Indeed, research and application of regenerative dentistry – as limited as it is thus far – it taking place around the globe, with scientists often working in close cooperation.

 

Bringing Teeth Back from the Dead

For example, Dr. Bottino has collaborated closely and published research along with Misako Nakashima, PhD, who heads the Department of Stem Cell Biology and Regenerative Medicine at the National Center for Geriatrics and Gerontology Research Institute in Japan. In a recent report, published in Stem Cell Research & Therapy, Dr. Nakashima and her colleagues reported unprecedented success in a pilot clinical study to assess the safety, potential efficacy, and feasibility of autologous transplantation of mobilized dental pulp stem cells (MDPSC) in pulpectomized teeth.

 

Misako Nakashima, PhD
Misako Nakashima, PhD

Five patients with irreversible pulpitis received MDPSC transplantation and subsequently were monitored for up to 24 weeks. The MDPSCs were isolated from discarded teeth.

As Dr. Misako reported:

“The electric pulp test of the pulp at 4 weeks demonstrated a robust positive response. The signal intensity of magnetic resonance imaging of the regenerated tissue in the root canal after 24 weeks was similar to that of normal dental pulp in the untreated control.”

Separately, Dr. Bottino points to the limited, but well-established, use of regenerative dentistry by endodontists to treat the permanent teeth of young patients where the pulp has died due to caries or trauma, leaving the children with a tooth or teeth where the root is not fully formed.

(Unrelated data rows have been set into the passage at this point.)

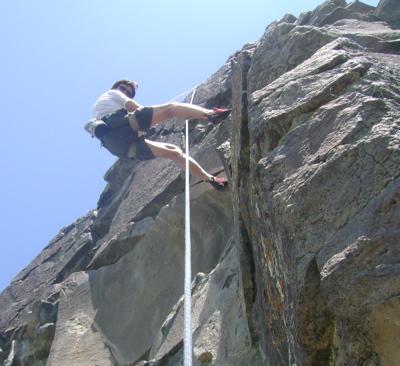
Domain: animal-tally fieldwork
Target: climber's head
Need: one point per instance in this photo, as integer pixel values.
(128, 87)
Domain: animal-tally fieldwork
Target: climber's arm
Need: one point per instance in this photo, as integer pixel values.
(131, 105)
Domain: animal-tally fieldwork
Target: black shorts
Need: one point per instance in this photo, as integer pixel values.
(121, 137)
(144, 117)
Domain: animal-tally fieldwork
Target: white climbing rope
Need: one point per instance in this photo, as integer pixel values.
(188, 259)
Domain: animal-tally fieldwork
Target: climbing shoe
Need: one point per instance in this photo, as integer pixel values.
(219, 183)
(218, 115)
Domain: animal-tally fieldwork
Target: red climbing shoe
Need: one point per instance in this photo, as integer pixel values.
(219, 183)
(218, 115)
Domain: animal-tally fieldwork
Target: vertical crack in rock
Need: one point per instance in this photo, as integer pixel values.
(240, 174)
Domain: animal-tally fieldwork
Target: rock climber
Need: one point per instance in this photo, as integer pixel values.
(122, 124)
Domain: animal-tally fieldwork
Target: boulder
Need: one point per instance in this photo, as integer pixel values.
(389, 10)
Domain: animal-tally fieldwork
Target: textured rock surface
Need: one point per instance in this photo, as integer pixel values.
(297, 264)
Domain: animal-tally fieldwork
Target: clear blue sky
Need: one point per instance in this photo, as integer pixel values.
(58, 56)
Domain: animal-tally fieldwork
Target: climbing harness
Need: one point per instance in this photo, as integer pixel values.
(188, 259)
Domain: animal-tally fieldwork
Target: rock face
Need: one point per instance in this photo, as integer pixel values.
(296, 264)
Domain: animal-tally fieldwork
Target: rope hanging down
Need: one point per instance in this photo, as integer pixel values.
(188, 259)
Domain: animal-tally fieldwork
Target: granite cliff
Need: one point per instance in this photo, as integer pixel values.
(297, 263)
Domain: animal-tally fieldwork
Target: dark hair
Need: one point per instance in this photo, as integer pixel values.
(133, 84)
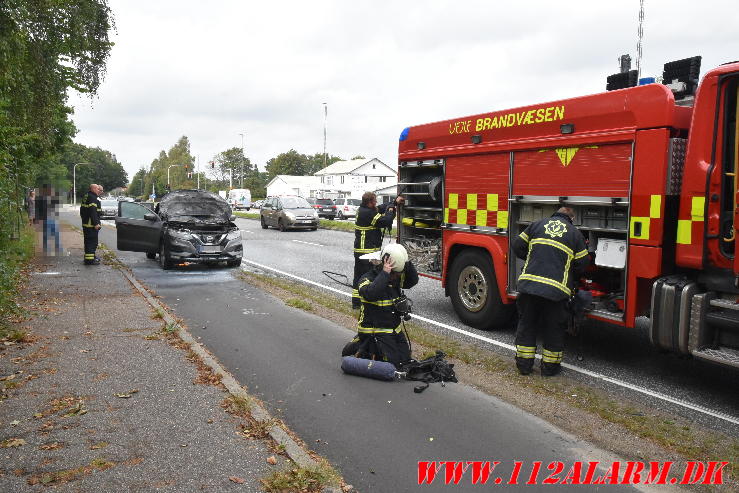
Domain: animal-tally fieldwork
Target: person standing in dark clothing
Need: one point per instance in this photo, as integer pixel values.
(556, 256)
(90, 210)
(46, 205)
(369, 224)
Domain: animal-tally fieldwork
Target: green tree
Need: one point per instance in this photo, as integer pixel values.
(46, 48)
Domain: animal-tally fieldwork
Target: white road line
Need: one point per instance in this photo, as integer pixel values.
(592, 374)
(308, 243)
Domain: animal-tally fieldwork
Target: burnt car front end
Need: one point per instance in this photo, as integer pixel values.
(202, 243)
(198, 229)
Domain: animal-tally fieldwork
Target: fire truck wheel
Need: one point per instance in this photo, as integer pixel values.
(474, 291)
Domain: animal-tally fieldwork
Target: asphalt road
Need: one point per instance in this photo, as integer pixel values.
(374, 432)
(615, 352)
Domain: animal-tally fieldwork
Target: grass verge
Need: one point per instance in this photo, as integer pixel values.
(608, 418)
(14, 256)
(301, 479)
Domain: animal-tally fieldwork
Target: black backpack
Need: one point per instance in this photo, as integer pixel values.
(434, 369)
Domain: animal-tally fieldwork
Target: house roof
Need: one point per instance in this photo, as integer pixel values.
(293, 180)
(346, 167)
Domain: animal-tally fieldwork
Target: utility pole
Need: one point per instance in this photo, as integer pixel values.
(243, 158)
(640, 32)
(325, 117)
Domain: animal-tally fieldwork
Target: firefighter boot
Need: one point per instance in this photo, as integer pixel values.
(525, 365)
(550, 369)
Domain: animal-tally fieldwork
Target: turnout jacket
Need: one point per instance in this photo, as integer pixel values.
(368, 227)
(377, 293)
(90, 210)
(555, 255)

The procedure uses endogenous, i.e., a patient’s own stem cells and biomolecules, to save and help restore the children’s teeth. Its success depends on a multitude of factors, Dr. Bottino notes, including the patient’s systemic health. When the procedure does work, the young patients who could feel no sensation in the tooth or teeth have it restored and are able to evidence new tissue formation.

 

Regulatory Hurdles

For all the promise and early applications, progress in bringing regenerative dentistry into the mainstream of the profession is proceeding more slowly than comparable advances in medicine. One explanation is that health regulators, such as the Food and Drug Administration, still require substantial scientific evidence to move stem cell therapy for dental, oral, and craniofacial tissue regeneration.

Regardless of the obstacles, Dr. Bottino forecasts that great progress will be made in regenerative dentistry and its clinical applications over the next five to ten years.

“We are now closer than ever before to seeing dentists utilize procedures that will be much more reliable and predictable than what we do now,” he says.

As for predicting how long it will be before general dentists routinely will be able to help their patients regrow whole teeth, Dr. Bottino admits, “I’m not sure that we can have that ready in five years.”

But the day will come, he’s confident, and what now remains only “pulp fiction” will likely in our lifetimes be run of the mill.